In article <_-udncmXlPgeXq3KnZ2dnUU7-eOdnZ2d@giganews.com>, 
seemywebsite@myfooter.really says...
> Randy Yates recently started a thread on programming flash that had an 
> interesting tangent into watchdog timers.  I thought it was interesting 
> enough that I'm starting a thread here.
> 
> I had stated in Randy's thread that I avoid watchdogs, because they 
> mostly seem to be a source of erroneous behavior to me.
> 
> However, on reflection I realized that I lied: I _do_ use watchdog 
> timers, but not automatically.  To date I've only used them when the 
> processor is spinning a motor that might crash into something or 
> otherwise engage in damaging behavior if the processor goes nuts.  
> 
> In general, my rule on watchdogs, as with any other feature, is "use it 
> if using it is better", which means that I think about the consequences 
> of the thing popping off when I don't want it to (as during a code update 
> or during development when I hit a breakpoint) vs. the consequences of 
> not having the thing when the processor goes haywire.
> 
> Furthermore, if I use a watchdog I don't just treat updating the thing as 
> a requirement check-box -- so you won't find a timer ISR in my code that 
> unconditionally kicks the dog.  Instead, I'll usually have just one task 
> (the motor control one, on most of my stuff) kick the dog when it feels 
> it's operating correctly.  If I've got more than one critical task (i.e., 
> if I'm running more than one motor out of one processor) I'll have a low-
> priority built-in-test task that kicks the dog, but only if it's getting 
> periodic assurances of health from the (multiple) critical tasks.
> 
> Generally, in my systems, the result of the watchdog timer popping off is 
> that the system will no longer work quite correctly, but it will operate 
> safely.
> 
> So -- what do you do with watchdogs, and how, and why?  Always use 'em?  
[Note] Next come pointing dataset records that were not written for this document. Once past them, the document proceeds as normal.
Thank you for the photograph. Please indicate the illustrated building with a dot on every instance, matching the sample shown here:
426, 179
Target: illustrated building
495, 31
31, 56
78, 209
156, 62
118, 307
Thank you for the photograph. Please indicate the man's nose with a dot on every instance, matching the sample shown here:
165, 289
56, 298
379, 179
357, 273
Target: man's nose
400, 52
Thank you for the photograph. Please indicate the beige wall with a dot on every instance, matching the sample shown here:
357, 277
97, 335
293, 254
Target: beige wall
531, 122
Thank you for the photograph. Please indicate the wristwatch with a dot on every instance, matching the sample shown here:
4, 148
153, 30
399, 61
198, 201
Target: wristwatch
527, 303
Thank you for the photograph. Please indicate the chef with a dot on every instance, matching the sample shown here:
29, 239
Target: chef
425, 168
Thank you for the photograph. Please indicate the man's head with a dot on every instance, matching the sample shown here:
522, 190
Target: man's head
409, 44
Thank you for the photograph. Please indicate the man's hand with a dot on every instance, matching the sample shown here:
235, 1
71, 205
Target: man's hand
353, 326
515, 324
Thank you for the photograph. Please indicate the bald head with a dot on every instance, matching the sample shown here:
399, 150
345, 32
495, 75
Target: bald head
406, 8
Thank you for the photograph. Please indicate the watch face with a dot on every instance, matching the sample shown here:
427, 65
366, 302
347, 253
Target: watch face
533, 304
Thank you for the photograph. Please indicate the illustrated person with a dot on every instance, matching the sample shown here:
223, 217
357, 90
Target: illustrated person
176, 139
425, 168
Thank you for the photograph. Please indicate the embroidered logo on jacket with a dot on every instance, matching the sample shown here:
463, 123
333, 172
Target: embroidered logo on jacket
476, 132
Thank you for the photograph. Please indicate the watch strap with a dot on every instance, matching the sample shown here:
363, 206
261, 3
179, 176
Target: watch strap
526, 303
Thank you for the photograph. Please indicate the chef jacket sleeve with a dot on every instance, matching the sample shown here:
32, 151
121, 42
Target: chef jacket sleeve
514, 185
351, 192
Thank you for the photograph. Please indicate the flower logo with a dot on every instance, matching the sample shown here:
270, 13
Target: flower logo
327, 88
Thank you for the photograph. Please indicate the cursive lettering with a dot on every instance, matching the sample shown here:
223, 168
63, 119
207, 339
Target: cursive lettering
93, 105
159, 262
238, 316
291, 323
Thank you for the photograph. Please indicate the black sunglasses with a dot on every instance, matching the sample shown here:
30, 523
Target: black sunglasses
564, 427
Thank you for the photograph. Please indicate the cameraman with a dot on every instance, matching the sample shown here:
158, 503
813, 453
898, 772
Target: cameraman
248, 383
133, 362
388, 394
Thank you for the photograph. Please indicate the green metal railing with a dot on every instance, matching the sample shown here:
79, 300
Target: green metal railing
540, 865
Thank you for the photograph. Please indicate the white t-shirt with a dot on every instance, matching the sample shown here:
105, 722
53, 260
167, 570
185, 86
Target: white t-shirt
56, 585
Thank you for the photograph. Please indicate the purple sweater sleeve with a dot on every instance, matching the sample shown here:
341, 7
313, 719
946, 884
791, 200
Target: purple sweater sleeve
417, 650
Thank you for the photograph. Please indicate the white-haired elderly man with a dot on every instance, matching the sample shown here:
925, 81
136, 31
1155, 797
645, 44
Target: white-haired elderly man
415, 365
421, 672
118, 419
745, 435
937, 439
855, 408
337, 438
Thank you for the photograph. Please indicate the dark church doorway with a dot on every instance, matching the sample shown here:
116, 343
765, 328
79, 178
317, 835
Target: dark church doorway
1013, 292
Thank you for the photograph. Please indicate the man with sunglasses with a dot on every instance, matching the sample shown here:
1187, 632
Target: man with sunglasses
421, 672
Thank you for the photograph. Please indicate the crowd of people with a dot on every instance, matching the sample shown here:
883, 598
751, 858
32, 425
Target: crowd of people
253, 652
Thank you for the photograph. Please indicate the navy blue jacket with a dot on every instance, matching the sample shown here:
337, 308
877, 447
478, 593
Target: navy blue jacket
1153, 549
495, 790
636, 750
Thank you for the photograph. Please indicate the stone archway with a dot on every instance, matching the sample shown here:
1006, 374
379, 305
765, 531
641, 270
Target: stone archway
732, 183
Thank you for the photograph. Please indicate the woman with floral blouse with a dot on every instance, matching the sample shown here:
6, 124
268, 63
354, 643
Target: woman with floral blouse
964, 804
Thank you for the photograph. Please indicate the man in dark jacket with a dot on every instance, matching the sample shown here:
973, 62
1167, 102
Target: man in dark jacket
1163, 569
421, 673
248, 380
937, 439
> Never use 'em?  Use 'em because the boss says so, but twiddle them in a 
> "last part to break" bit of code?
> 
> Would you use a watchdog in a fly-by-wire system?  A pacemaker?  Why?  
> Why not?  Could you justify _not_ using a watchdog in the top-level 
> processor of a Mars rover or a satellite?

As you said, use them when they are needed, and that's what I do.  
Except with me their use is the rule and not the exception.  Most of my 
systems have to run unattended for years on end and there is little 
chance that a person will be able to cycle the power or press a reset 
button.  That being said, I tend to use rather long time out periods, so 
I don't get bit on the butt by a WDT that is always on the verge of 
triggering and if the WDT does expire, something has really gone awry.
Also like you, I do have a couple of motor control systems that are a 
bit more safety critical that I do have faster time out periods, mainly 
to make sure, that if they fail, the system can attempt to place itself 
in as safe a condition as possible.

I think a watchdog makes sense in any system that is far from home, like 
your rover example, or one that incorrect operation may be more 
dangerous than the system running off into la-la land.